BREVE Historia del cooperativismo en Rd

En nuestro país la idea del cooperativismo comenzó a mediados de 1946, y estuvo a cargo de sacerdotes de la orden de los Scarboros, que organizaron la primera cooperativa de ahorros y crédito en Manoguayabo por el P. Alfonso Chafe, luego el también el P. Santiago Walsh, párroco de Bayaguana, organizó otra cooperativa.

 

La orden de los padres Scarboros observó la necesidad de traer a una persona técnicamente formada en asuntos cooperativos e hicieron del conocimiento de sus superiores en Canadá, quienes no vacilaron en la decisión a tomar, enviando al P. Pablo Steele a San Francisco de Macorís, quien desde su llegada fue encargado de la parroquia de la Villa de Boyá y a la vez se encargaba de elaborar los planes para la promoción de cooperativas, a nivel de todo el país.

 

En 1945, se inició una cooperativa de ahorro y crédito en Boyá, otra en el poblado de Monte Plata y para noviembre de ese mismo año se organizó la primera cooperativa de consumo en la ciudad Capital, la cooperativa San Juan Bosco, bajo las orientaciones del P. Juan Balliri y del Dr.

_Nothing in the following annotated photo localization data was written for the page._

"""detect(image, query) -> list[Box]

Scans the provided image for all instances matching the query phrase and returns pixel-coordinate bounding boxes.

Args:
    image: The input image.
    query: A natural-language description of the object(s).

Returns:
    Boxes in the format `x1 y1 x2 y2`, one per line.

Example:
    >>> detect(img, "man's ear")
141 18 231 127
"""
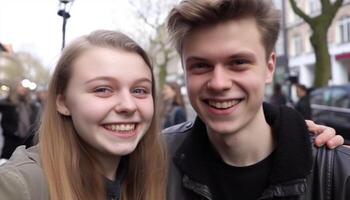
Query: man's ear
56 94 71 116
265 52 276 84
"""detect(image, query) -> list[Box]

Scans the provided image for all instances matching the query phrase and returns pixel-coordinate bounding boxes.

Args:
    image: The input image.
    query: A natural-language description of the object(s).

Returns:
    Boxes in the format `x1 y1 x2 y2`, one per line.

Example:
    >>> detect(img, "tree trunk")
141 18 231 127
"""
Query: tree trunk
158 63 167 90
310 26 331 87
289 0 343 88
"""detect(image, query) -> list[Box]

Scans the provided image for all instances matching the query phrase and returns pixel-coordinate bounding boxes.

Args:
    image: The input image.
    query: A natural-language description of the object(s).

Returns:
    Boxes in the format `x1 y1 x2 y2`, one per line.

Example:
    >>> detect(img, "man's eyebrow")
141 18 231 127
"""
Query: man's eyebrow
185 56 208 63
185 51 257 63
227 52 256 59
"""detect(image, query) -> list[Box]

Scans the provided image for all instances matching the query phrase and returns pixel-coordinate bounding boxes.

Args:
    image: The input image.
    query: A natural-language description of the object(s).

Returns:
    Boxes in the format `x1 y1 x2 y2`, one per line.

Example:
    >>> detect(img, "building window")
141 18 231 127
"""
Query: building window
305 31 313 53
291 35 303 56
338 16 350 43
287 0 302 24
309 0 321 15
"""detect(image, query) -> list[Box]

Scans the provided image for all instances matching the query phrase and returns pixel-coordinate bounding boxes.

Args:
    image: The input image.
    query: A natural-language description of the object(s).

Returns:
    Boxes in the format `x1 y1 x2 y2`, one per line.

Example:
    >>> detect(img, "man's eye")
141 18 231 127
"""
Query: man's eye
231 59 249 65
188 63 211 74
192 63 209 69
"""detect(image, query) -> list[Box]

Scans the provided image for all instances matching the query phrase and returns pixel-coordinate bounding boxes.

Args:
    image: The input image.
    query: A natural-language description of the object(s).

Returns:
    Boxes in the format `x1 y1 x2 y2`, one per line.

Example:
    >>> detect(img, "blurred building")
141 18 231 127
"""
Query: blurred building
284 0 350 87
0 42 15 81
265 0 291 102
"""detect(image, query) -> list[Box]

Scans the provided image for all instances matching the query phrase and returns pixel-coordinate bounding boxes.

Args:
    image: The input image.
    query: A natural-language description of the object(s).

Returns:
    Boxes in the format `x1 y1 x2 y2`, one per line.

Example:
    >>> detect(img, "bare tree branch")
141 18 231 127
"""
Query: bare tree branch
127 0 180 88
289 0 313 24
320 0 331 8
128 0 158 29
331 0 344 14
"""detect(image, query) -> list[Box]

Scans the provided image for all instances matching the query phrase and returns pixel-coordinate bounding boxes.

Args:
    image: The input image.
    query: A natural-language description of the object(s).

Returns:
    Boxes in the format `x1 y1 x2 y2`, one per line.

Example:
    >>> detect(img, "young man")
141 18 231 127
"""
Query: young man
164 0 350 199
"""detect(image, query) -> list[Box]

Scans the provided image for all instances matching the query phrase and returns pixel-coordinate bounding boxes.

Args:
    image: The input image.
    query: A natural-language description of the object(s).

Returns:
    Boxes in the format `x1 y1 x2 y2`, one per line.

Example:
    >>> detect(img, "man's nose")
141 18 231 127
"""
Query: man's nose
207 65 232 91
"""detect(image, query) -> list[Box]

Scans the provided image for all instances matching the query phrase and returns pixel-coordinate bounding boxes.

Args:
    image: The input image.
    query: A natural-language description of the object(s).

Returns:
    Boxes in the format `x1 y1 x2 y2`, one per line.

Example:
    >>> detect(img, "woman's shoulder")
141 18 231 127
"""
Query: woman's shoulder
0 145 49 199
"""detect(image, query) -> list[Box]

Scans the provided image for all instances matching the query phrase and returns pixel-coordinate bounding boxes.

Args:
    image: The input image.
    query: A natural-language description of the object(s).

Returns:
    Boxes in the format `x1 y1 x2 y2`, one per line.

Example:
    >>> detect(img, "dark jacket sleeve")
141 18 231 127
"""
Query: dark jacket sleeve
0 103 18 137
313 145 350 200
332 146 350 199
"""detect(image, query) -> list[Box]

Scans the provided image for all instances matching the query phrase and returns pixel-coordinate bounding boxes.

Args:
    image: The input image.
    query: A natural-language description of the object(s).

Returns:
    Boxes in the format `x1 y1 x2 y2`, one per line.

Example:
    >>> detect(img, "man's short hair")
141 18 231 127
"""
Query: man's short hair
167 0 281 59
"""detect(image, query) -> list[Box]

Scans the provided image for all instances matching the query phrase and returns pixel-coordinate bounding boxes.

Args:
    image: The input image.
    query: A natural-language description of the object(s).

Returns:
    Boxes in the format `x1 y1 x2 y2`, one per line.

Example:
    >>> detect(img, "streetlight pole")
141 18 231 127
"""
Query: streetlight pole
57 0 74 50
281 0 292 101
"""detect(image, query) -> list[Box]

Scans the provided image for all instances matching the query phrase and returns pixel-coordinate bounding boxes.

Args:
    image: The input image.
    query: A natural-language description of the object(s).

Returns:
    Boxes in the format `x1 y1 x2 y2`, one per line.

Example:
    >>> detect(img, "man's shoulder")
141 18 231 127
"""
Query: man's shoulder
329 145 350 161
162 121 194 153
312 142 350 177
163 121 194 134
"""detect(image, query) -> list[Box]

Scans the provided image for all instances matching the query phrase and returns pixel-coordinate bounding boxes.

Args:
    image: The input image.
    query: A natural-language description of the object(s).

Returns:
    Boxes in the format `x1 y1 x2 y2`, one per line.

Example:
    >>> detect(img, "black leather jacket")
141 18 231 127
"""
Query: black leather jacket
164 104 350 200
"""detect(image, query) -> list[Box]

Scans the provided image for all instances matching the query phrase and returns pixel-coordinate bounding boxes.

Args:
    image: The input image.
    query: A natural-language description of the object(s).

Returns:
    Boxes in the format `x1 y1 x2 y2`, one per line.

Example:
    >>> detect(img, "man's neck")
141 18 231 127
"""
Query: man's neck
207 107 275 167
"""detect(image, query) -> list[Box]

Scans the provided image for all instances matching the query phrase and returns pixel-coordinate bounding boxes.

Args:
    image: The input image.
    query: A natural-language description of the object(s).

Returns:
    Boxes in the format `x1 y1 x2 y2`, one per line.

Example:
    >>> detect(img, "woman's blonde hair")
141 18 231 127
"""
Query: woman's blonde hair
39 30 167 200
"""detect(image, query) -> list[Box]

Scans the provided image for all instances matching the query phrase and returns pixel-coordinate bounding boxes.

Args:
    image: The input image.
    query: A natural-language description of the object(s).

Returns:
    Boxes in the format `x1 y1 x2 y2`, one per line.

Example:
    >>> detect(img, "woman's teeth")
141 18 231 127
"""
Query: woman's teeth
104 124 136 132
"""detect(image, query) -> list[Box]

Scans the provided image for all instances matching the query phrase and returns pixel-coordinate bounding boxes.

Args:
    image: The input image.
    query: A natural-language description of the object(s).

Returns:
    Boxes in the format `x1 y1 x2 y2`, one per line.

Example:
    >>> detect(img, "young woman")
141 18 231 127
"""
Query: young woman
0 30 167 200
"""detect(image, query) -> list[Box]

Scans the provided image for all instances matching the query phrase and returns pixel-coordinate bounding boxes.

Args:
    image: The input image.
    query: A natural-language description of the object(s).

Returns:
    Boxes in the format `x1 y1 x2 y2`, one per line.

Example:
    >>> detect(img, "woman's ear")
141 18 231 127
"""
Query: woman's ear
56 94 71 116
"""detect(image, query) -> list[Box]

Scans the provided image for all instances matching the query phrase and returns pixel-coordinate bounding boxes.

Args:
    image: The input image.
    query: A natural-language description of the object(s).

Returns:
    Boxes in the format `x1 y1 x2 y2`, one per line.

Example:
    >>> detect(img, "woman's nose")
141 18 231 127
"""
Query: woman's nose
114 90 137 115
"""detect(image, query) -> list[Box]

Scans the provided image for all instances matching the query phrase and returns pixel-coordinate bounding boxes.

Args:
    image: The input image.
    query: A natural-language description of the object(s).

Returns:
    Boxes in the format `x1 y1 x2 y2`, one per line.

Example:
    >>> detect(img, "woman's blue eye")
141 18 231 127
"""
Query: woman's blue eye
133 88 148 94
94 87 112 93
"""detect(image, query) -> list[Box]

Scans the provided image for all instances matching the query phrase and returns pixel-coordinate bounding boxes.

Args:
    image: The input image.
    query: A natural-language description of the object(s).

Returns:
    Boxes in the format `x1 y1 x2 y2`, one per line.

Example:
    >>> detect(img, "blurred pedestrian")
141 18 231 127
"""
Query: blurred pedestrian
269 83 287 106
0 80 39 159
22 88 49 147
34 87 48 113
295 83 311 119
161 81 187 128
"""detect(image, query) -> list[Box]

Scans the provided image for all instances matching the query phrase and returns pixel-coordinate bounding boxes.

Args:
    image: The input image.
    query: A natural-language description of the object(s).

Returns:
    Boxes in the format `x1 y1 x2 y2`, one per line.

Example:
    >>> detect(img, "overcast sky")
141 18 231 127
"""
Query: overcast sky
0 0 143 70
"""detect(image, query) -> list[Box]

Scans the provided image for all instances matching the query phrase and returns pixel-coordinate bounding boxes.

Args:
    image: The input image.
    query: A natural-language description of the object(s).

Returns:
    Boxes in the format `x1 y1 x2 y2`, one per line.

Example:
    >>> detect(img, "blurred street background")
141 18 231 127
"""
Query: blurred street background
1 0 350 156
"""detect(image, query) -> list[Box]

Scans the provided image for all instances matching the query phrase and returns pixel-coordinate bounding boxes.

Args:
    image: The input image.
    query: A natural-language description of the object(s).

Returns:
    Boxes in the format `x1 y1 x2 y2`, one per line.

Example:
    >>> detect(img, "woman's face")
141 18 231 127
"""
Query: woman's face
57 47 154 159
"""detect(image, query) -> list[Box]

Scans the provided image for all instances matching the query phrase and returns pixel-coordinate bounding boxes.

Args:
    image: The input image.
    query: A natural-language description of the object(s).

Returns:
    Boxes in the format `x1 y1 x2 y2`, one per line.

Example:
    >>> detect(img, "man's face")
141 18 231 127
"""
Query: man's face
296 86 305 98
182 17 275 136
16 84 29 97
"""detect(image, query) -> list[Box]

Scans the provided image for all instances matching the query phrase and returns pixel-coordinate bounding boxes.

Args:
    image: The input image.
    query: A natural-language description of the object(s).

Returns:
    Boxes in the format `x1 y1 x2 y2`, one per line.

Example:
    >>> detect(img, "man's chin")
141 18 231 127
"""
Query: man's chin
207 123 239 136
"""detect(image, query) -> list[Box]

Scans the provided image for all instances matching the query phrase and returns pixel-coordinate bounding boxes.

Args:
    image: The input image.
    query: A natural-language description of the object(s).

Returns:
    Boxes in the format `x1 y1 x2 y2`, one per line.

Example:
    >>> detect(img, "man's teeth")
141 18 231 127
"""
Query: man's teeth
208 100 240 109
105 124 135 132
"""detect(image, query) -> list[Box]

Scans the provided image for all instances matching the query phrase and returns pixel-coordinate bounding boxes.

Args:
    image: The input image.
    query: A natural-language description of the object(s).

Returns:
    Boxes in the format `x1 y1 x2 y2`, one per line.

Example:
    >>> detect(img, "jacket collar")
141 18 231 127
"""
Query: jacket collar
173 103 313 185
27 145 41 163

Alfonso Rochoc. Esta primera parte del cooperativismo dominicano culmina con la organización de la Federación de Cooperativas de Ahorro y Crédito (FEDOCOOP) el primero de agosto del 1949 (está actualmente en la sede en la 16 de agosto No. 35 del sector San Carlos).

 

En Asamblea celebrada en el Salón Parroquial de la Iglesia San Juan Bosco, con la asistencia de 25 delegados de 8 cooperativas, desde ese momento el movimiento cooperativo dominicano se expandió por todo el país. Ese proceso de crecimiento fue cercenado por la Tiranía Trujillista que produjo un forzado receso por el notable crecimiento económico y social del cooperativismo nacional.

 

Con la desaparición de la Tiranía Trujillista se inicia el período fértil o el auge del cooperativismo dominicano con el reagrupamiento del nivel primario y la Rehabi-litación de la FEDOCOOP, constituida en 1949.

 

Es de esa manera y dentro del contexto de las nuevas condiciones que se obtiene un creciente desarrollo del movimiento y en pocos años el sector cooperativo cuenta con la legislación que crea el IDECOOP, el 25 de octubre del 1963, mediante la Ley 31, y también la Ley 127 de enero de 1964, que regula las actividades de las cooperativas.